Je vais continuer sur Bill en essayant à chaque fois de prendre un angle particulier du personnage, sans forcément me référer à une chronologie temporelle de sa carrière. Bien sûr, en procédant de cette façon, le risque est grand que ces chroniques donnent plus à la finale l'impression d'un immense et indigeste goubli boulga que celle d'un tout cohérent...
On verra bien.
Je vais d'ailleurs commencer ici par la fin, avec les années 79 et 80 où il jouait le morceau Nardis presque à chacun de ses concerts.

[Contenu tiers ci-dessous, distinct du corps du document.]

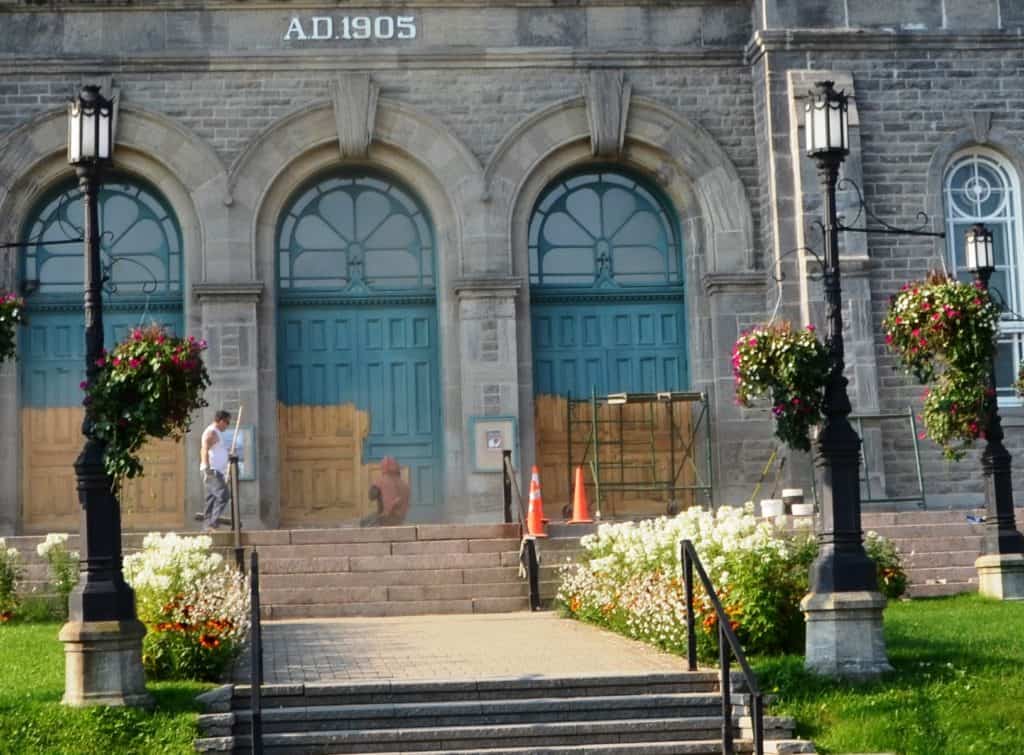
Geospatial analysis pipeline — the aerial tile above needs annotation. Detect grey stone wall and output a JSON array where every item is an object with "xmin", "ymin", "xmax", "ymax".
[{"xmin": 0, "ymin": 0, "xmax": 1024, "ymax": 532}]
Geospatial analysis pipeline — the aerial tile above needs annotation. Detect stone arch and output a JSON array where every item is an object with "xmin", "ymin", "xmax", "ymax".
[
  {"xmin": 0, "ymin": 107, "xmax": 226, "ymax": 531},
  {"xmin": 228, "ymin": 98, "xmax": 485, "ymax": 518},
  {"xmin": 484, "ymin": 97, "xmax": 761, "ymax": 479},
  {"xmin": 484, "ymin": 97, "xmax": 755, "ymax": 272}
]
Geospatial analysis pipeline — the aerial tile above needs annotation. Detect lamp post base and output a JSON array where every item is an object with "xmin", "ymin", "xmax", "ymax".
[
  {"xmin": 59, "ymin": 620, "xmax": 153, "ymax": 708},
  {"xmin": 974, "ymin": 553, "xmax": 1024, "ymax": 600},
  {"xmin": 800, "ymin": 591, "xmax": 893, "ymax": 679}
]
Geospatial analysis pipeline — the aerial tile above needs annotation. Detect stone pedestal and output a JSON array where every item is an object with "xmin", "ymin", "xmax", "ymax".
[
  {"xmin": 800, "ymin": 591, "xmax": 892, "ymax": 679},
  {"xmin": 974, "ymin": 553, "xmax": 1024, "ymax": 600},
  {"xmin": 59, "ymin": 620, "xmax": 153, "ymax": 708}
]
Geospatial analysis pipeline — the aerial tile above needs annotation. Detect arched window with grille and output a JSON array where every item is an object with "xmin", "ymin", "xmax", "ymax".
[{"xmin": 943, "ymin": 148, "xmax": 1024, "ymax": 406}]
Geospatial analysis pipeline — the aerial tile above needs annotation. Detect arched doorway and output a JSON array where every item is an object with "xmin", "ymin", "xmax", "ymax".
[
  {"xmin": 276, "ymin": 171, "xmax": 442, "ymax": 527},
  {"xmin": 20, "ymin": 174, "xmax": 185, "ymax": 532},
  {"xmin": 527, "ymin": 167, "xmax": 689, "ymax": 512}
]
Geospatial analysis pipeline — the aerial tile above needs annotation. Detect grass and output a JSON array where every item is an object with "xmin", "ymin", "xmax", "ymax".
[
  {"xmin": 754, "ymin": 595, "xmax": 1024, "ymax": 755},
  {"xmin": 0, "ymin": 623, "xmax": 212, "ymax": 755}
]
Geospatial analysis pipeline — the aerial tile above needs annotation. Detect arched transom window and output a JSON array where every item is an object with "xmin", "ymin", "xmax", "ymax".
[
  {"xmin": 944, "ymin": 149, "xmax": 1024, "ymax": 404},
  {"xmin": 278, "ymin": 175, "xmax": 434, "ymax": 294},
  {"xmin": 529, "ymin": 170, "xmax": 682, "ymax": 288},
  {"xmin": 23, "ymin": 176, "xmax": 181, "ymax": 296}
]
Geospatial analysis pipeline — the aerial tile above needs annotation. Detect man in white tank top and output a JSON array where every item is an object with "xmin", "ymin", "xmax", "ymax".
[{"xmin": 199, "ymin": 410, "xmax": 231, "ymax": 531}]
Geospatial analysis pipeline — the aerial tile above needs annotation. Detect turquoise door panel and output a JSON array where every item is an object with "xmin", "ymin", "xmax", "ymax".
[
  {"xmin": 279, "ymin": 303, "xmax": 441, "ymax": 508},
  {"xmin": 22, "ymin": 307, "xmax": 183, "ymax": 408},
  {"xmin": 531, "ymin": 297, "xmax": 687, "ymax": 396}
]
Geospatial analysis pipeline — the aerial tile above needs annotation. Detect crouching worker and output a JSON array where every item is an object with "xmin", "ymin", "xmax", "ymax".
[{"xmin": 359, "ymin": 456, "xmax": 410, "ymax": 527}]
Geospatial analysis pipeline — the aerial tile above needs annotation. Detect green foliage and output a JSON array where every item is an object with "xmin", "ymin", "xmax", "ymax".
[
  {"xmin": 753, "ymin": 595, "xmax": 1024, "ymax": 755},
  {"xmin": 864, "ymin": 532, "xmax": 909, "ymax": 600},
  {"xmin": 0, "ymin": 293, "xmax": 25, "ymax": 364},
  {"xmin": 0, "ymin": 624, "xmax": 210, "ymax": 755},
  {"xmin": 883, "ymin": 274, "xmax": 999, "ymax": 460},
  {"xmin": 82, "ymin": 326, "xmax": 210, "ymax": 485},
  {"xmin": 36, "ymin": 533, "xmax": 78, "ymax": 619},
  {"xmin": 732, "ymin": 323, "xmax": 830, "ymax": 451},
  {"xmin": 0, "ymin": 538, "xmax": 22, "ymax": 624},
  {"xmin": 124, "ymin": 533, "xmax": 250, "ymax": 681}
]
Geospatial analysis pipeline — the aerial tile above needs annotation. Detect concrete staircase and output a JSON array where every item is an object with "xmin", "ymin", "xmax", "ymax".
[
  {"xmin": 245, "ymin": 525, "xmax": 529, "ymax": 619},
  {"xmin": 196, "ymin": 671, "xmax": 813, "ymax": 755},
  {"xmin": 862, "ymin": 509, "xmax": 1024, "ymax": 597}
]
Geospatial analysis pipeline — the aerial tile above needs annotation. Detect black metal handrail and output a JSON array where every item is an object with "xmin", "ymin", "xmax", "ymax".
[
  {"xmin": 249, "ymin": 550, "xmax": 263, "ymax": 755},
  {"xmin": 679, "ymin": 540, "xmax": 765, "ymax": 755}
]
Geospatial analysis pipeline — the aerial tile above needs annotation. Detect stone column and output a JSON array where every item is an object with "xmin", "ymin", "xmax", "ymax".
[
  {"xmin": 454, "ymin": 278, "xmax": 522, "ymax": 523},
  {"xmin": 192, "ymin": 282, "xmax": 264, "ymax": 529}
]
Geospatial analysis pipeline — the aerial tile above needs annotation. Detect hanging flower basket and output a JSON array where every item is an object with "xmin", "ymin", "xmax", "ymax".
[
  {"xmin": 82, "ymin": 326, "xmax": 210, "ymax": 486},
  {"xmin": 732, "ymin": 323, "xmax": 829, "ymax": 451},
  {"xmin": 0, "ymin": 292, "xmax": 25, "ymax": 363},
  {"xmin": 883, "ymin": 272, "xmax": 999, "ymax": 460}
]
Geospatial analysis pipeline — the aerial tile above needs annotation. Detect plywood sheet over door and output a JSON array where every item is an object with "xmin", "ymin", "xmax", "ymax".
[{"xmin": 22, "ymin": 407, "xmax": 185, "ymax": 533}]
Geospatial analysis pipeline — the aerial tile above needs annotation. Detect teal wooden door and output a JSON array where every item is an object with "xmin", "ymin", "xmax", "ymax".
[
  {"xmin": 278, "ymin": 172, "xmax": 443, "ymax": 526},
  {"xmin": 529, "ymin": 168, "xmax": 687, "ymax": 397},
  {"xmin": 19, "ymin": 175, "xmax": 185, "ymax": 532},
  {"xmin": 22, "ymin": 304, "xmax": 182, "ymax": 408},
  {"xmin": 530, "ymin": 297, "xmax": 687, "ymax": 399},
  {"xmin": 279, "ymin": 303, "xmax": 441, "ymax": 518}
]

Il faut savoir que Bill Evans, à force de jouer et rejouer sans cesse un nombre finalement limité de thèmes (cela dit, il en aura joué en fait plus d'une centaine), en aura exploré tous les aspects jusqu'aux plus petits recoins, jusqu'à les révéler à eux-mêmes. Avec persévérance, et en les redessinant à chaque nouvelle improvisation, il leur aura donné une profondeur et une richesse inattendues et, en quelque sorte, plusieurs vies.Il semble que Bill Evans ait été hanté par ce qui se cache au-delà des apparences et des évidences, poursuivant la quête d'un Graal, repoussant sans cesse les limites. Explorateur infatigable, il déclarait qu'il valait mieux passer vingt-quatre heures à jouer un seul thème que de les passer à en travailler vingt-quatre. C'est ainsi qu'il n'a cessé de se plonger à l'intérieur de standards, inlassablement repassés au crible de différentes improvisations, comme s'il traquait quelque secret, une révélation cachée. Il y avait chez-lui une façon de mélanger les oppositions lumière-ténèbres, force et délicatesse, romantisme-modernité, solidité-vulnérabilité, avec un lyrisme particulier. C'est cela qui donne à ses interprétations toute leur force et leur mystère. Au fur et à mesure qu'il développe ses lignes harmoniques, c'est comme si le thème nous révélait son ambivalence et ses mystères.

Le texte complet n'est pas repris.